An April 17 Newsmax column by Armstrong Williams is sycophantically complimentary of outgoing Housing and Urban Development secretary Alphonso Jackson, depicting the controversies surrounding him as unrelated to his performance:
In sports, coaches similar to Secretary Jackson are in tough positions. The team wins and the credit goes to the “star player.” Not the coach of course, but the home-run hitter, perfect shooter, or lightning-fast running back. However, if the team loses, it’s the coach that’s often attributed blame.
Washington is no different.
When Secretary Jackson’s initiatives led the nation towards its housing goals, he surely deserved coach of the year; but critics call foul once and the secretary’s vast, sometimes even record-breaking accomplishments are somehow passed over.
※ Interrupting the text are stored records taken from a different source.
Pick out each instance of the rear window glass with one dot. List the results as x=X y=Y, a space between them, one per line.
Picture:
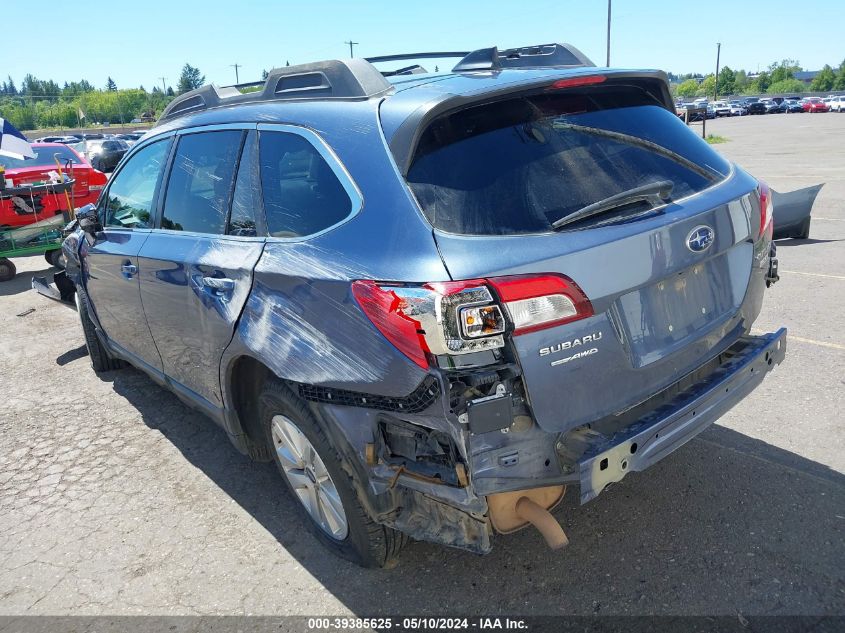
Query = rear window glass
x=519 y=165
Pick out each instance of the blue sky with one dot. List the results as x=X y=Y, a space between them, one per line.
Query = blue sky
x=136 y=42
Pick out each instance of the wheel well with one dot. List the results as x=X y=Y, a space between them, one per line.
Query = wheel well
x=247 y=378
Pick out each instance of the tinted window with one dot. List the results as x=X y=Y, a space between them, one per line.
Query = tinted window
x=201 y=182
x=245 y=198
x=130 y=195
x=302 y=195
x=517 y=166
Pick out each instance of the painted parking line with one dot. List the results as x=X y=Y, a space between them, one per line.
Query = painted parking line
x=810 y=341
x=798 y=272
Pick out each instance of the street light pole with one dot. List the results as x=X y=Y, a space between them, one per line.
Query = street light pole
x=716 y=85
x=236 y=66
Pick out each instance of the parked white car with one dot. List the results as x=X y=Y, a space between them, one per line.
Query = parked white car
x=721 y=108
x=737 y=109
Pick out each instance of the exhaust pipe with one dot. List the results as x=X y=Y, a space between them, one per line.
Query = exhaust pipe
x=512 y=511
x=543 y=520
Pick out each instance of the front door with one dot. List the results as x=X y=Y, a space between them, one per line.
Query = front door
x=196 y=270
x=111 y=263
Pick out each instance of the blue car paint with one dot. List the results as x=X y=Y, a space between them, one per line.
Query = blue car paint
x=294 y=311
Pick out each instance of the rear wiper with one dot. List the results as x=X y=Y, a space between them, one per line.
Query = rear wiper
x=654 y=192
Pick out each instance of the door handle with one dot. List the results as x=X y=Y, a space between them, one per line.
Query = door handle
x=220 y=285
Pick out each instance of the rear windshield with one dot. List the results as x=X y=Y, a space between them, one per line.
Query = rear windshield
x=519 y=165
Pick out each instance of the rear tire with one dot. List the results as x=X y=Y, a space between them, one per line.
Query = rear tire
x=363 y=541
x=101 y=359
x=7 y=269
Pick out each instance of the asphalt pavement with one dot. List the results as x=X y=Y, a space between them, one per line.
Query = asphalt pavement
x=117 y=499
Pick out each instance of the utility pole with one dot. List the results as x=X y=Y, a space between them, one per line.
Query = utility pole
x=716 y=85
x=236 y=66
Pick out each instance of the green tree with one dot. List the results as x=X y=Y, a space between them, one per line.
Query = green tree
x=786 y=86
x=727 y=82
x=839 y=83
x=784 y=69
x=190 y=79
x=688 y=88
x=824 y=80
x=707 y=86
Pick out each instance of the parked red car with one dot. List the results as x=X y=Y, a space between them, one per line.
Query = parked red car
x=815 y=104
x=89 y=183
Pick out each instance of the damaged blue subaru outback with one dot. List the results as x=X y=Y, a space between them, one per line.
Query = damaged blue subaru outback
x=434 y=300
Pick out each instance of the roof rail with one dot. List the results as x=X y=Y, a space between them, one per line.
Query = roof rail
x=348 y=79
x=539 y=56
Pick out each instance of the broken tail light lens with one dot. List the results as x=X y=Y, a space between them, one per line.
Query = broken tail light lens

Williams claimed that "a recent [Washington] Post story blam[ed] him for the housing and mortgage crisis facing this country," going on to call the article "mean spirited and way out of bounds." In fact, the story doesn't do that but, rather, suggests that he made things worse because he did little to react to it:
In late 2006, as economists warned of an imminent housing market collapse, housing Secretary Alphonso Jackson repeatedly insisted that the mounting wave of mortgage failures was a short-term "correction."
He pushed for legislation that would make it easier for federally backed lenders to make mortgage loans to risky borrowers who put less money down. He issued a rule that was criticized by law enforcement authorities because it could increase the difficulty of detecting and proving mortgage fraud.
[C]ritics say an equally significant legacy of his four years as the nation's top housing officer was gross inattention to the looming housing crisis.
They contend that Jackson ignored warnings from within his agency, the Department of Housing and Urban Development, whose inspector general told Congress that some of the secretary's efforts were "ill-advised policy" and likely to put more families at risk of losing their homes.
Williams glancingly refers to "[t]he inspector’s general’s investigation into favoritism of Mr. Jackson and other allegations" but offers no further detail of the allegations. Williams also wrote that "sometimes his often shoot-from-the-hip remarks have gotten him into controversial waters and have alienated him from many of his would be allies." But he didn't mention that the two are directly linked: Jackson had claimed during a speech that he how he once had killed a contract award because the contractor had disparaged his friend President Bush, which set off an investigation into favoritism at HUD. Jackson is now facing a broader investigation into contract favoritism, especially after Jackson testified before Congress that he didn't intervened in contracts.
Toward the end of his column, Williams writes: "I must admit for full disclosure that Secretary Jackson has been a friend for many years and I’ve been fortunate to watch him up close and cover him in many of our media forums. However, my admiration for him doesn’t color my written or broadcast commentary." Yeah, right.